The states and federal government face an Oct. 1 deadline, which is when exchanges must be ready to accept applicants. That means in just under four months the insurance marketplaces must be operational.
While the state-based marketplaces are also designed to keep health insurance costs down, it remains to be seen if it will even work.
Some argue that the ability for consumers to shop around keep costs down; people will buy the best-value plan, causing companies to charge reasonable prices for premiums. Gould questions whether this will really happen though.
“There’s already incredible concentration insurance company power in this country,” she said. “A small number of insurance companies yield a high level of market power. So to think that the competitive market is going to bring down prices, it’s more questionable in that kind of situation.”

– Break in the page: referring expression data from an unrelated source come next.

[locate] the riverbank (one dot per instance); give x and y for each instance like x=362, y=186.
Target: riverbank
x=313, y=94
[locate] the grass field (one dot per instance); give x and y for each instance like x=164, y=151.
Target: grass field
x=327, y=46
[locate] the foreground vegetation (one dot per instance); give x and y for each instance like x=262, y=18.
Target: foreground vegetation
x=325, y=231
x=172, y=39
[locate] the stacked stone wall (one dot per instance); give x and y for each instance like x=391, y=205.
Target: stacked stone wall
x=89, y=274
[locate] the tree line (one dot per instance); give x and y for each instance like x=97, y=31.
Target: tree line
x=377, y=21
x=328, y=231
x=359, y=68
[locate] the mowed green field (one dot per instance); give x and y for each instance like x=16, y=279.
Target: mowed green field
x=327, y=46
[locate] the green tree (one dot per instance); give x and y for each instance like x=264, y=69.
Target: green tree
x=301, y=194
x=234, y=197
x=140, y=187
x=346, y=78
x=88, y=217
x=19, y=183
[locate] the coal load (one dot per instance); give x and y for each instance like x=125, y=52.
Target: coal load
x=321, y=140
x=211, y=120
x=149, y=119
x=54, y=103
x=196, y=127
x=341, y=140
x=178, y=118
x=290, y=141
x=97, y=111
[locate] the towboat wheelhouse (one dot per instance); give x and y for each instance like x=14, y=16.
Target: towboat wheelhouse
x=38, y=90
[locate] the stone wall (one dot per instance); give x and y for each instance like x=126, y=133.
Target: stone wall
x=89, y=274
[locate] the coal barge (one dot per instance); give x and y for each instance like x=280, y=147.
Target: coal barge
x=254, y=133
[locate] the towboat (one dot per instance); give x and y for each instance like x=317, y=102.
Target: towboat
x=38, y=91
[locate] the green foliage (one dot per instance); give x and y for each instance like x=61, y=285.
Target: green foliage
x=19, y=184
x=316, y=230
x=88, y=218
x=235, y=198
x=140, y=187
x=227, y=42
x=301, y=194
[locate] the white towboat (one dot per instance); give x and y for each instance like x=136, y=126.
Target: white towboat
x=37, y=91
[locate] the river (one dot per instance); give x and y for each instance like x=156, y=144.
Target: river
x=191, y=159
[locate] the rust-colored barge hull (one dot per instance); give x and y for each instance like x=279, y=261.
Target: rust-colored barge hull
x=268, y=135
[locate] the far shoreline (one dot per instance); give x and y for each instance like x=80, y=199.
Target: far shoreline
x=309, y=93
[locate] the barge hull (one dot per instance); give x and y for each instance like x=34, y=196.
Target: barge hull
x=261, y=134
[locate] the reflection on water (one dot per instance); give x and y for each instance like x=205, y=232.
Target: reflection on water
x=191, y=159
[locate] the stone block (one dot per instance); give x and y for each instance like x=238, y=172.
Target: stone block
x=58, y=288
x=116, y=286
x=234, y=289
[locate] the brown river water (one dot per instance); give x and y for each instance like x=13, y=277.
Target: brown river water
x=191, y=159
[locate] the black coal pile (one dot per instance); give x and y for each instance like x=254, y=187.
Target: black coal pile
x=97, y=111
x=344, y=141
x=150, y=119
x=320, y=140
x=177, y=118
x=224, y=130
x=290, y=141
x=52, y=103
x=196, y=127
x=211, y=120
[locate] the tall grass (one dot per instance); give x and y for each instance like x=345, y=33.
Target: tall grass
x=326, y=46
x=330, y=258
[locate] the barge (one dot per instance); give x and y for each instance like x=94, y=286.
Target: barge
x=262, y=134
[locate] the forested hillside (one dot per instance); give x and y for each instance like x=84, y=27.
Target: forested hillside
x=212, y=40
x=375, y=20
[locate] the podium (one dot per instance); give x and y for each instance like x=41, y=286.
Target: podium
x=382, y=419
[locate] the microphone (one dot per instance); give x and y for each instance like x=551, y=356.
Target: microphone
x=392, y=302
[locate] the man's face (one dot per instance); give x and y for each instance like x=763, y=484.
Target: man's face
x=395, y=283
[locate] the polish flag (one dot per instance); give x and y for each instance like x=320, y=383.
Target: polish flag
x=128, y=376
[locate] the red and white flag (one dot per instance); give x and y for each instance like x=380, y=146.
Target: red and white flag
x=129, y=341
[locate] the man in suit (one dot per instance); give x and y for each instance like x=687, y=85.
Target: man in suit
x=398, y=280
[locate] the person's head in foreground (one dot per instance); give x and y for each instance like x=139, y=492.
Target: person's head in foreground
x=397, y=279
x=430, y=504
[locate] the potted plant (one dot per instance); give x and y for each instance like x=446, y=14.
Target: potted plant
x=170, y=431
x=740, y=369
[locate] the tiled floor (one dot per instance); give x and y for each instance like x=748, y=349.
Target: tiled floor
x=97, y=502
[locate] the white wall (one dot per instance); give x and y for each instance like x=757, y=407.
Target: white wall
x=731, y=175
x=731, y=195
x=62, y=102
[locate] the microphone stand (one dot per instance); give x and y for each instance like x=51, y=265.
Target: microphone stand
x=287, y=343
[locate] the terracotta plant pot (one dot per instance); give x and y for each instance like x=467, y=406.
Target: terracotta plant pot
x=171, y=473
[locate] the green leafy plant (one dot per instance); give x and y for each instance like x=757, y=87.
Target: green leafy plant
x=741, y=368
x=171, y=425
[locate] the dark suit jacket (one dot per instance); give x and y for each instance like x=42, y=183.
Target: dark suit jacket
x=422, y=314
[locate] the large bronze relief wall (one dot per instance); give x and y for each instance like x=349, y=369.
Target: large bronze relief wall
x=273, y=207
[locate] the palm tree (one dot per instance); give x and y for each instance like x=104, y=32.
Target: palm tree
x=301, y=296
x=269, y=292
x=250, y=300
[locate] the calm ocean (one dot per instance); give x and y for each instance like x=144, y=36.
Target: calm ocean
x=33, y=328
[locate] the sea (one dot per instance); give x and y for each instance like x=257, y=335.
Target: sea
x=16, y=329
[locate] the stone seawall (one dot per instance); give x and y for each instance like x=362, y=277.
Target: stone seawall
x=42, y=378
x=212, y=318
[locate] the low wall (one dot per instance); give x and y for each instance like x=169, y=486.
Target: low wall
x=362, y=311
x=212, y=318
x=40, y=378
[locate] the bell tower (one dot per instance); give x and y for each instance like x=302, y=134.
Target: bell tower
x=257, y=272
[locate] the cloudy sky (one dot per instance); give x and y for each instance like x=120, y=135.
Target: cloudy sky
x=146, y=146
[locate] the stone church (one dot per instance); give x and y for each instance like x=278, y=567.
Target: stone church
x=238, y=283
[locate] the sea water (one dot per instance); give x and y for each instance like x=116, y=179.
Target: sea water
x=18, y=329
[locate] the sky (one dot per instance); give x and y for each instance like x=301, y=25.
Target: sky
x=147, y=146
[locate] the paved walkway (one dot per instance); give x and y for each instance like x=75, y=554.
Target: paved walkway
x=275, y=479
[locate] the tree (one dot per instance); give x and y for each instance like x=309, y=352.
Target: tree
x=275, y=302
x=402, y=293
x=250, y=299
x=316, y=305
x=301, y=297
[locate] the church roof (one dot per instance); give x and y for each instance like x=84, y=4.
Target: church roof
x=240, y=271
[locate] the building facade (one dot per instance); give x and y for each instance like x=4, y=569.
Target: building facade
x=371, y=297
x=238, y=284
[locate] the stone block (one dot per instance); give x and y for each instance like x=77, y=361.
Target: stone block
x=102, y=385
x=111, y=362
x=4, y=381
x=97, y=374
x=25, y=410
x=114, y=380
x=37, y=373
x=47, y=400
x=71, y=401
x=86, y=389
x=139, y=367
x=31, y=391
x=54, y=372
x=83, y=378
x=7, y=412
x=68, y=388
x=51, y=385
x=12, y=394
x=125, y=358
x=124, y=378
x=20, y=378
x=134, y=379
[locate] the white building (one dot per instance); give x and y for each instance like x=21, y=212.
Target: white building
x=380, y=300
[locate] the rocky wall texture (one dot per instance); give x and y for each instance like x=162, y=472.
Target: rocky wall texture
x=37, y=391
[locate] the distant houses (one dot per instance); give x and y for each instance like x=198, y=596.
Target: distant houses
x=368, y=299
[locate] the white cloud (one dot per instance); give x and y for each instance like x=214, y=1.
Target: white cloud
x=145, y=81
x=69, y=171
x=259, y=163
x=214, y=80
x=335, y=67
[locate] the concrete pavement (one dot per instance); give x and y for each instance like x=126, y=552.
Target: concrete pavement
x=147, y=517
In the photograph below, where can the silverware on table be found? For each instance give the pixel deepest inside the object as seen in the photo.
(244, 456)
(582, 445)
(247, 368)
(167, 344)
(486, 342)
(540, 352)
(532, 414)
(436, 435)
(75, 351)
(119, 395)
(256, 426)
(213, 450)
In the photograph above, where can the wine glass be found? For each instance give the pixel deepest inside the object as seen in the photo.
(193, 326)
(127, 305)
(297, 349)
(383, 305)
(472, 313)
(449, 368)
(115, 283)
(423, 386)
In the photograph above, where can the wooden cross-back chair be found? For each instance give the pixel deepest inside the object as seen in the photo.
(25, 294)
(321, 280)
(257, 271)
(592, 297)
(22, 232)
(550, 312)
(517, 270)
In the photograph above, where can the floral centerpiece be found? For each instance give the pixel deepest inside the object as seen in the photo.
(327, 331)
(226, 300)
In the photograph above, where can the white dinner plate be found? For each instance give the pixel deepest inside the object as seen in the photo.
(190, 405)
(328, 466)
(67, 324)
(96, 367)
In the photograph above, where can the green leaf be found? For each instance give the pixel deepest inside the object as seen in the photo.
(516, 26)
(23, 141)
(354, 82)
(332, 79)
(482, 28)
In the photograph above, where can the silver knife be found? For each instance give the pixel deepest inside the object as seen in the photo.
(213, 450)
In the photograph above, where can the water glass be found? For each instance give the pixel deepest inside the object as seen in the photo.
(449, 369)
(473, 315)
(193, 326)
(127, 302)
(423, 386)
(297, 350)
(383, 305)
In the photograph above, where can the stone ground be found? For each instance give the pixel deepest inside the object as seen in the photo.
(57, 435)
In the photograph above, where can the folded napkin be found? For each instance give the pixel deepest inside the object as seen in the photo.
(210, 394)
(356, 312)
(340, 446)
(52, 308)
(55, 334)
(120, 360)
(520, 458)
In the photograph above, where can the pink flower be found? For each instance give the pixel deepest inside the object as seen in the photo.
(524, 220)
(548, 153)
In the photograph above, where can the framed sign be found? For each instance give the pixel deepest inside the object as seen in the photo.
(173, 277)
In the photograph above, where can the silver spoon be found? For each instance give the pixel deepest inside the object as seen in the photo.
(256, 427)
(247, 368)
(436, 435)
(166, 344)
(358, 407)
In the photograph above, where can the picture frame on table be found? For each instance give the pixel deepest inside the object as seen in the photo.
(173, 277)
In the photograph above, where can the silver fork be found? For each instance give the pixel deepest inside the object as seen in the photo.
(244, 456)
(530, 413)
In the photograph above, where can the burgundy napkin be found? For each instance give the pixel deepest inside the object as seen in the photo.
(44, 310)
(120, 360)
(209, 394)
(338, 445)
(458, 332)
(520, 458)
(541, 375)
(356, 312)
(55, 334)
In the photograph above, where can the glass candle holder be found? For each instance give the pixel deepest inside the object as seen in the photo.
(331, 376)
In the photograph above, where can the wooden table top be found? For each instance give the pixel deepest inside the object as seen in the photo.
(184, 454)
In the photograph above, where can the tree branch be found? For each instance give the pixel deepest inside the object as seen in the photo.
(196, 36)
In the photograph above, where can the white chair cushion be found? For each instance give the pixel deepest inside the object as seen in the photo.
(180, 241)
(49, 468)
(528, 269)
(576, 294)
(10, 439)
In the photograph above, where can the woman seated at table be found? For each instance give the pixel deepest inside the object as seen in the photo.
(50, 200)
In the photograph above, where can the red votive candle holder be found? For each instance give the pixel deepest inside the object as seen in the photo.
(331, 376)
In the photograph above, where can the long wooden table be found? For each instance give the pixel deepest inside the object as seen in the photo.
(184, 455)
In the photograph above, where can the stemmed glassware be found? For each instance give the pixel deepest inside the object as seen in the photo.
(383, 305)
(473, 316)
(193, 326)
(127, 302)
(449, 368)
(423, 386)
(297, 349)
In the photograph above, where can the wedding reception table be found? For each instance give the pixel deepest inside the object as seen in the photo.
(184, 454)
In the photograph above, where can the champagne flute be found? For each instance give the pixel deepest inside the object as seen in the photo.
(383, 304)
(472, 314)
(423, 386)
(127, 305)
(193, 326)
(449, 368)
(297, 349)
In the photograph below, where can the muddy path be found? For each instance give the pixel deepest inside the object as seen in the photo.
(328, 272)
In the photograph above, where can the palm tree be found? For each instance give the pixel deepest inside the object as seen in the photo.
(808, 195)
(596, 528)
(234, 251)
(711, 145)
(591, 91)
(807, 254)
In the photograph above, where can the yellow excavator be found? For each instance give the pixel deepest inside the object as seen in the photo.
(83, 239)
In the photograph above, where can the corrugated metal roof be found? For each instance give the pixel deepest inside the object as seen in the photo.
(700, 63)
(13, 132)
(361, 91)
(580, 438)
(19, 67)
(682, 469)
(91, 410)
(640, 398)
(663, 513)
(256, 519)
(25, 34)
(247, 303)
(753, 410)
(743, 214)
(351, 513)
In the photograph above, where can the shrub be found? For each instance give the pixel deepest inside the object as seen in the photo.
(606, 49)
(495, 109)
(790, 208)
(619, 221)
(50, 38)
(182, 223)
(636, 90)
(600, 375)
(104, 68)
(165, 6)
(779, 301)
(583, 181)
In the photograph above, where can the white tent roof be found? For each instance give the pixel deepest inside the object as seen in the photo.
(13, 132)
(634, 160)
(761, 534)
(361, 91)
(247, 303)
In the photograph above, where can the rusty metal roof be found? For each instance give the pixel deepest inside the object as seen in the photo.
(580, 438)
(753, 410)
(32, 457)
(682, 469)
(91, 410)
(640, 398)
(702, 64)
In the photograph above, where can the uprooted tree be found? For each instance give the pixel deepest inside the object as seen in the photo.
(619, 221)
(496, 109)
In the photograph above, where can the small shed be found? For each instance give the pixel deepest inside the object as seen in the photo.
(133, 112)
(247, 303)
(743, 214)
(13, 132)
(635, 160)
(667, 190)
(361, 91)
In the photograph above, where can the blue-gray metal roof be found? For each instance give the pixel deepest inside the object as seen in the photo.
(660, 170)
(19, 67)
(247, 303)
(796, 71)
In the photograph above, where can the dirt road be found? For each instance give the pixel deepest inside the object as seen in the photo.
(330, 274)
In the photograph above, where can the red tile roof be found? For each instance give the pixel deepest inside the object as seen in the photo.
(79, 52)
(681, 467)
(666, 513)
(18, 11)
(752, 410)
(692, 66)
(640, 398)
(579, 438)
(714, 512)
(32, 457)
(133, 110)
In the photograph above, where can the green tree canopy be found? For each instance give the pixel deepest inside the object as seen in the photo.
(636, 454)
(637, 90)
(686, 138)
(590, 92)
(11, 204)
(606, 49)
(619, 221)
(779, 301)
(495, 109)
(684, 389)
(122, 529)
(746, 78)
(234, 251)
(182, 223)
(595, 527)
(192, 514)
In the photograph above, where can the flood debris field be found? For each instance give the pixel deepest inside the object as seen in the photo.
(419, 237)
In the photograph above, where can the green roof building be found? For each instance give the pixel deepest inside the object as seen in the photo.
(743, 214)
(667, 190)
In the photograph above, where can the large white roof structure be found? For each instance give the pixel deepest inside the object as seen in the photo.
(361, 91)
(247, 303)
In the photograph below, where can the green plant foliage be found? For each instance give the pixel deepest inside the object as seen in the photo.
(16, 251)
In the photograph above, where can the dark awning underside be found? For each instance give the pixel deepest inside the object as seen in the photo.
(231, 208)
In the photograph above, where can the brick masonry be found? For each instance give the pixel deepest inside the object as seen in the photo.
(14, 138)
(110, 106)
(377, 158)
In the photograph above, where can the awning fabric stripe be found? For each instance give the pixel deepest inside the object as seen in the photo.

This is may be unlikely to happen anytime soon, as Gould said there were “pretty significant barriers” in entering the insurance market, including garnering an extensive list of providers that will entice people to a new insurance company.
Some harbor concerns whether employer-sponsored insurance will still be commonplace. Graboyes fears many businesses will stop offering these benefits to their employees, sending the workers to the exchanges to buy insurance, many with the help of the tax credits.
“If, in fact, a lot of employers do that, as I expect they will,” he said, “then the amount of those subsidies is going to get quite large and it will have a negative impact on the federal deficit.”
For Ann Battenfield, the new health care law presents real hope. Jan. 1 will show how it fully plays out.